Le Bossu ayant malgré tout eu énormément de succès à sa sortie, le réalisateur reprend le couple Jean Marais/Bourvil, dans des rôles stéréotypés : celui du héros sans peur et amoureux et celui du valet, compagnon, pleutre et drôle. Si le premier offre une prestation sérieuse, notamment dans les cascades et les combats, un peu trop théâtrale dans les dialogues, le second se perd hélas trop souvent dans ces cris qui deviendront sa marque de fabrique. Quelques scènes cependant sont fort bien menées, comme celle du début où l’on découvre le personnage de Cogolin ou la leçon d’escrime ou même la fuite du Château de Clairefont, quasi melvinienne. A ce couple en répond un autre en négatif, Arnoldo Foà/Guy Delorme. Le premier, illustre comédien et acteur italien, doublé à la perfection par Georges Aminel, interprète avec beaucoup de naturel le tout-puissant Maréchal d’Ancre Concini, le second, figure typée du méchant, également cascadeur, est plus représentatif dans son rôle en action. Autour des quatre hommes, on retrouve Elsa Martinelli, icône de la mode qui explosera dans les années ’60 en tournant avec les plus grands réalisateurs italiens, américains et français, Lise Delamare, qui jouait déjà dans la première adaptation du Capitan (Robert Vernay, 1946) et Pierrette Bruno, restée célèbre pour son rôle dans la pièce La Bonne Planque, avec Bourvil.
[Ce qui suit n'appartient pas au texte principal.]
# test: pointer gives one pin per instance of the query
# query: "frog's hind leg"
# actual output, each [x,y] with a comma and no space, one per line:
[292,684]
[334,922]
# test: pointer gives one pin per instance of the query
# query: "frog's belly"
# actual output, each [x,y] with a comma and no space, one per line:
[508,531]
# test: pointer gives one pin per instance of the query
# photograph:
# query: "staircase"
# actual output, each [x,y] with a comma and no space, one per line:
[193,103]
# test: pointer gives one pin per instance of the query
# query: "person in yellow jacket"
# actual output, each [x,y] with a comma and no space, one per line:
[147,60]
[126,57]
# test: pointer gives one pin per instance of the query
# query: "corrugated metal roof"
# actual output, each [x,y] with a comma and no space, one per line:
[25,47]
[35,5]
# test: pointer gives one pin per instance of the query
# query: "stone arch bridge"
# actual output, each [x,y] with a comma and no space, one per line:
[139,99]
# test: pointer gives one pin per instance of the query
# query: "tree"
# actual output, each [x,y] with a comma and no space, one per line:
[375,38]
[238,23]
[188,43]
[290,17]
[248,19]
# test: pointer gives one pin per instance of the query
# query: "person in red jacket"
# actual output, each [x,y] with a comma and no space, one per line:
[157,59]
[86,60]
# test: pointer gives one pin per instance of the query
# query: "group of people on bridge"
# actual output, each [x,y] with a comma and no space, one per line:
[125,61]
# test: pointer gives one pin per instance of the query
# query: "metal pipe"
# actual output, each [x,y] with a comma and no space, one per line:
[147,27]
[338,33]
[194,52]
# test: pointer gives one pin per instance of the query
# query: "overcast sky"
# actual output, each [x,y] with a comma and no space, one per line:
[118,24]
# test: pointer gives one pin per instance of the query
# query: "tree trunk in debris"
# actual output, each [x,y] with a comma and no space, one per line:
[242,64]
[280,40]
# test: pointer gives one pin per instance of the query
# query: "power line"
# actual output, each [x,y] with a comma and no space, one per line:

Si les trois précédents films de cape et d’épée d’André Hunebelle étaient surtout des prétextes à quelques scènes amusantes ou d’action, ce Capitan est beaucoup plus construit, plus enlevé que ses prédécesseurs (malgré un montage chaotique), plus classique aussi, si l’on excepte les scènes de comédie musicale assez lunaires, ce qui permet enfin au réalisateur d’opérer en tant que tel, sans plus être brouillon. Malheureusement, les raccords sont encore parfois trop mal faits et altèrent la chorégraphie des scènes de combat. Comme pour Les Trois Mousquetaires, les décors sont assez bien rendus, historiquement plus crédibles que le pitch lui-même.
Au final, si on est loin du chef d’oeuvre, ce Capitan offre un agréable divertissement suranné, un film qui fait partie de la petite histoire du cinéma français.